一人っ子で寂しい思いをしないようにと、子どもの頃からあちこちへ遊びに連れて行ってくれたし、今も実家住まいの輝を支えてくれている。

 それなのに、今は混乱し、何もできず、鷹子に苦労だけをかけている自分が、なんだか情けなくなってきた。

 輝は表情を引き締める。


「母さん……俺、母さんに責められたことなんて一度もないよ。むしろ……守ってくれてるじゃん」


 鷹子は小さく首を振った。


「守りたいのよ。あんたは私の子なんだから。でもね……」


 鷹子はそっとお腹のあたりに視線を落とした。


「……孫ができたって聞いたとき、正直……嬉しいって思ってしまったの」


 輝は驚いたように目を見開いた。


「……嬉しい?」

「うん。もちろん、あんたの身体のことを考えたら、不安や怖い気持ちのほうが大きい。でも……それでも、あんたの中に命があるって聞いて……胸がぎゅっとして……涙が出そうになったの」


 鷹子は自分の胸に手を当て、静かに続けた。


「母親って、勝手ね。あんたの苦しみより先に『孫がいる』って事実に喜んでしまった自分がいて……そんな自分が嫌になる」


 輝はしばらく言葉を失った。

 母の気持ちが痛いほど伝わってきて、胸が熱くなる。

 やや時間を置き、輝はゆっくりと言葉を紡いだ。


「……母さん。俺……正直、まだこの子のことを『嬉しい』って思えてない。
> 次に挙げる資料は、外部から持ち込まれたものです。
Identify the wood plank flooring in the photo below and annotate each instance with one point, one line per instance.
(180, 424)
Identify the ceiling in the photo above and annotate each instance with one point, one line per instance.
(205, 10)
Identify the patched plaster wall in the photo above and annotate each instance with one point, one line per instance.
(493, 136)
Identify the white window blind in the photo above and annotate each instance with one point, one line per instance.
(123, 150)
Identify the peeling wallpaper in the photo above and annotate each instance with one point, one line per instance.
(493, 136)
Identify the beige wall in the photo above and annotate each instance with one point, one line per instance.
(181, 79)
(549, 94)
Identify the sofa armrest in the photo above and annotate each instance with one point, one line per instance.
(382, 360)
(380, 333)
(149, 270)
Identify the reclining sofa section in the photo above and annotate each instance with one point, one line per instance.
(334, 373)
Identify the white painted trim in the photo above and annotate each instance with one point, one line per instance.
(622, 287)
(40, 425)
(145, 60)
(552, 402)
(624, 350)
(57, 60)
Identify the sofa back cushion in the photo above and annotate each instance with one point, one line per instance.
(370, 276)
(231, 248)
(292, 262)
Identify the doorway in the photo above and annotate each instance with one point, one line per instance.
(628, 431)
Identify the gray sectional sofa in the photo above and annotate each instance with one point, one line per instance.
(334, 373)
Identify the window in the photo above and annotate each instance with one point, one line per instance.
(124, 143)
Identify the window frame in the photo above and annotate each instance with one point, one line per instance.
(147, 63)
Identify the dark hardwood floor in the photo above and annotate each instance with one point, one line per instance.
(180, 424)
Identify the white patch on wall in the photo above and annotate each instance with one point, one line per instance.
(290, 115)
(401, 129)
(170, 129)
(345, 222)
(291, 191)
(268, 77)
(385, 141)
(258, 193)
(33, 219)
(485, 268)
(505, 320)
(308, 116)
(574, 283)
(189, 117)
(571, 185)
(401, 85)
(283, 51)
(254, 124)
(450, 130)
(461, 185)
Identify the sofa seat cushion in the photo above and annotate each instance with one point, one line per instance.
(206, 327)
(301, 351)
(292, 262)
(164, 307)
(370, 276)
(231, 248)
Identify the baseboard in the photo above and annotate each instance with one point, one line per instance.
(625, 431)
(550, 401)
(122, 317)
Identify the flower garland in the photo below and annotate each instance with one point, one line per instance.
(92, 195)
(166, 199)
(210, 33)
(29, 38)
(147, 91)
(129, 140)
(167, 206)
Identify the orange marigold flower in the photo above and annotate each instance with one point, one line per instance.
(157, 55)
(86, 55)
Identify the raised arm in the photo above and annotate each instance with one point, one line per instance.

怖いし、どうしていいかわからないし……自分の身体のことだって整理できてない」


 鷹子は黙って耳を傾ける。


「でも……母さんが喜んでくれるなら……それは、なんか……救われる気がする」


 鷹子の目が潤んだ。


「輝……」

「俺、まだ父親になる覚悟なんてないし……そもそも父親なのか母親なのかもわからないけど……でも、この子を守らなきゃいけないってことだけは、わかってる」


 鷹子はそっと輝の手を握った。


「一緒に守りましょう。あんたも、この子も。私が全部支えるから」


 輝はその手の温かさに、胸の奥がじんわりと満たされていく。


「……ありがとう、母さん」

「いいのよ。だって、あんたは私の大事な子で……お腹の子は、あんたにとっての大事な子なんだから」


 鷹子は涙を拭い、少しだけ明るい声で言った。


「さあ、服のことだけどね。あんたも赤ちゃんも守るために、マタニティ向けのインナーは必要と思うの。お腹を支えるベルトとか。でも外側は、あんたが落ち着く格好でいいの。男性用のゆったりした服を選べば、誰にも気づかれない」


 輝は小さく笑った。


「……母さん、頼りになるな」

「当たり前でしょ。伊達にあんたを育ててきたわけじゃないんだから」


 ここへきて、輝は今日初めて心から笑うことができた。

 不安はまだある。

 未来はまだ見えない。

 でも――母と一緒なら、少しずつ前に進める気がした。